DOJ report on anti-Christian bias turns a policy review into a political verdict
The Justice Department on April 30 released a task-force report saying the Biden administration’s prosecutions, policies and internal practices showed anti-Christian bias across the federal government. The department says the review was done under Executive Order 14202 and led by the Task Force to Eradicate Anti-Christian Bias, with the acting attorney general serving as chair. That makes the document an official administration product with a political purpose attached to it, not a judicial ruling or an independent legal determination.

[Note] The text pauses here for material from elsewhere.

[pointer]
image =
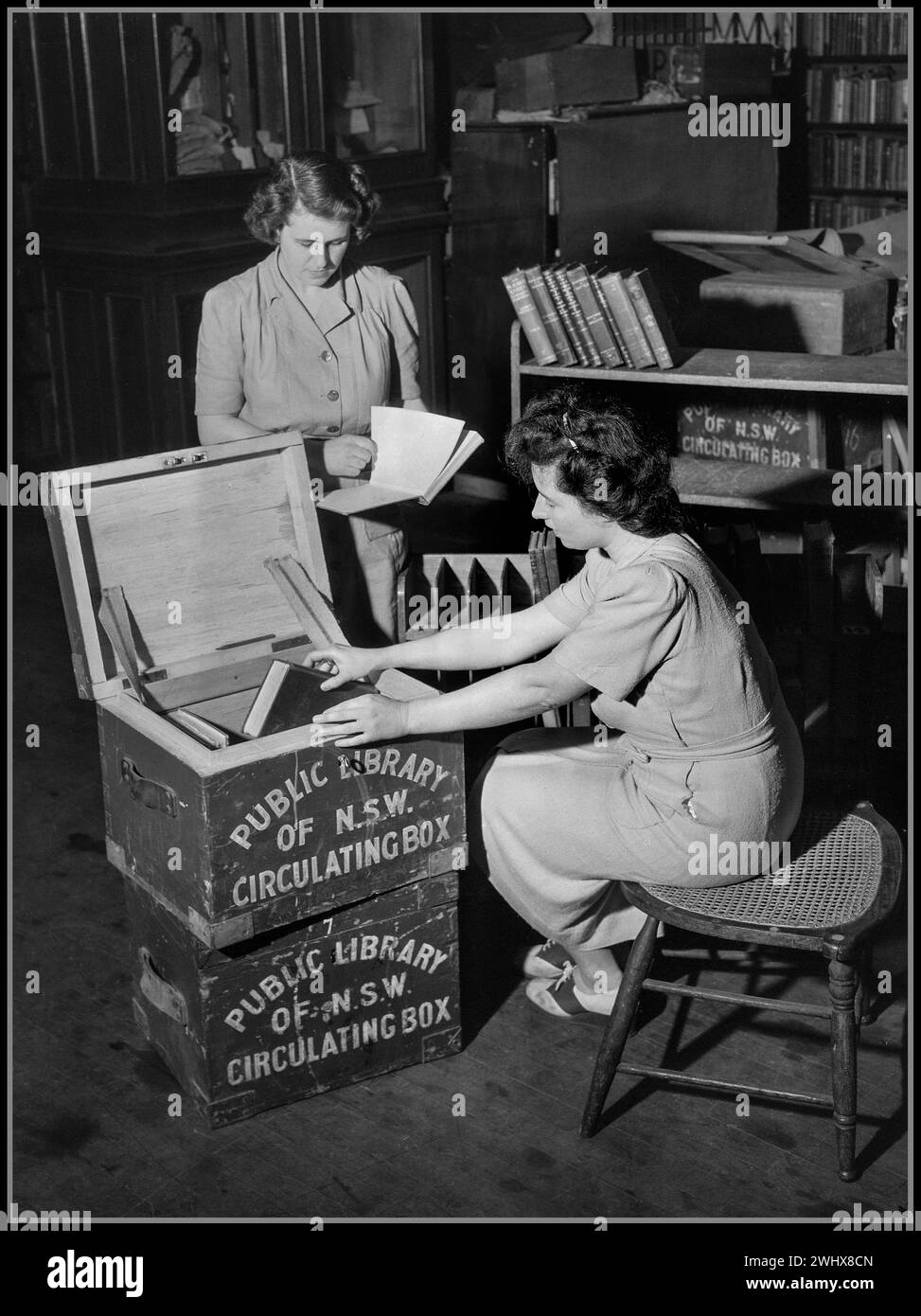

The department describes the report as a 200-page document built from the findings of 17 federal agencies. It says the report is supported by more than 1,100 footnotes and more than 300 pages of exhibits. It also says Justice met with more than 100 stakeholders and victims while reviewing internal discussions, case files and prosecutorial decisions. In other words, this is a large record assembled by the government about the last government.
The report says it examines a wide range of issues, including conscience rights, the Johnson Amendment, fines involving Christian universities, girls’ sports, vaccine mandates and the exclusion of Christians from public programs. It also says the Biden administration used policy and regulatory tools to pursue goals that interfered with Christian beliefs and free exercise. Those are the report’s claims, not findings tested in court.
The sharper point is institutional: the department is using its own machinery to make an argument about faith, governance and power. It says the current administration is restoring religious liberty while the last one infringed on it. Supporters will call that overdue correction. Critics will call it selective grievance dressed up as state authority. Either way, the document is not a neutral adjudication. It is the Trump Justice Department’s case, in its own words, against the Biden-era federal government.